Garrett Turner: I love that question! So, what had happened was my manager reached out and he was like, "Yo, TLC casting wonders if they can see you for Ike for the first national tour of Tina." And my response was, "I think I'm more of a Raymond." And so Raymond is like Tina’s boyfriend, you know, in the first act, and he's much better, let's just say. But then they came back and they were like, "Well, you know, they could see you for Raymond. But it's an ensemble role. And, you know, Ike is a lead and gets paid a lot more." And so I was like, "OK, well, I guess I could come in for Ike," you know, if that's what they're asking to see me for.
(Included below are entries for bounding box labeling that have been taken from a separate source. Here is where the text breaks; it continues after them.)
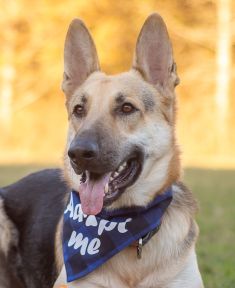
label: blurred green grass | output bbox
[0,165,235,288]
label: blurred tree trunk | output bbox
[0,47,15,131]
[215,0,232,154]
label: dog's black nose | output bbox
[68,137,99,164]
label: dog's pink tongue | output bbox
[79,173,110,215]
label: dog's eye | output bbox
[73,104,85,117]
[121,103,137,114]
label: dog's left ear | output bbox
[133,13,179,88]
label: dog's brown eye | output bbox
[73,105,85,117]
[122,103,136,114]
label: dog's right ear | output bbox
[62,19,100,97]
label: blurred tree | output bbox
[215,0,232,153]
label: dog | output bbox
[0,13,203,288]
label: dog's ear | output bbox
[133,13,179,87]
[62,19,100,96]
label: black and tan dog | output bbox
[0,14,203,288]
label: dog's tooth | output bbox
[104,183,109,193]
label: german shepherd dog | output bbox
[0,14,203,288]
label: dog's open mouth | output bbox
[79,157,142,215]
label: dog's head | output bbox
[62,14,179,214]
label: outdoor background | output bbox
[0,0,235,288]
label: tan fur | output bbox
[54,14,203,288]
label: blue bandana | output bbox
[63,188,172,282]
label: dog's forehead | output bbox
[82,71,158,101]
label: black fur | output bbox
[0,169,69,288]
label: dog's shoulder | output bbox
[0,169,69,288]
[1,169,68,226]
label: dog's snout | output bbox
[68,137,99,163]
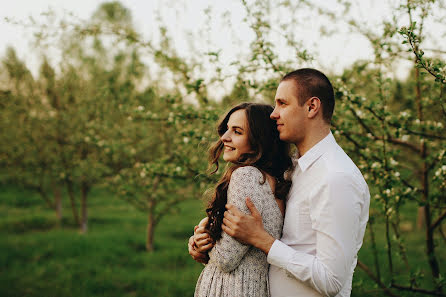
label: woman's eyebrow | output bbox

Let me try it out. And then when I started the audition process, you know, I think there are a lot of things about the way I approached the character that just really clicked.
Leah Fleming: You know, you wrote this, and I think this kind of speaks to what you're talking about. You once wrote, “As actors, we must traverse the full spectrum of human emotions. We must tune our instrument to channel whatever our characters encounter. But my central wavelength, my main frequency, is joy.” That kind of brings me to thinking about going into this role as Ike. Was that — is that — was it like that for you?
Garrett Turner: Yeah. Let me just say this. It is an absolute honor to play this role in night after night, eight shows a week. And, you know, for all of his moral failings, he learned how to play the guitar, e learned how to play the piano, he started a band with his friends, you know, and just had the temerity to keep going. And they gained some semi fame in Saint Louis, which is when, you know, that pivotal moment he met Anna Mae Bullock, who would become Tina Turner, and capitalized off of his and her talent and the talent of that group to spur them on to international fame, literally like traveling the world, playing. And anyone who has the fortitude to do that is a genius. And, you know, it's really a true slice of Black history.
Leah Fleming: That is my conversation with Garret Turner. And during the conversation, at one point, Garrett talked about how he prepares each night to play such a complicated man in Ike. He has a ritual he does before the show.
Garrett Turner: Tina is a Buddhist, and she found that faith along her path. And it was really something that was central to her liberation. And yeah, the show sort of mentions how Ike decried that, you know, he wasn't into it. And so, I decided to use something like adjacent to the faith, if you will, to ground myself before the show. So I just have this this Tibetan singing bowl that I — that I use just as a space of ritual — and for myself, prayer — said, 'Yeah,' just to take that moment of grounding myself in myself, right? And then allowing myself to step into who Ike is.
Leah Fleming: That is Garrett Turner, an actor playing in the role of Ike Turner in Tina: The Tina Turner Musical.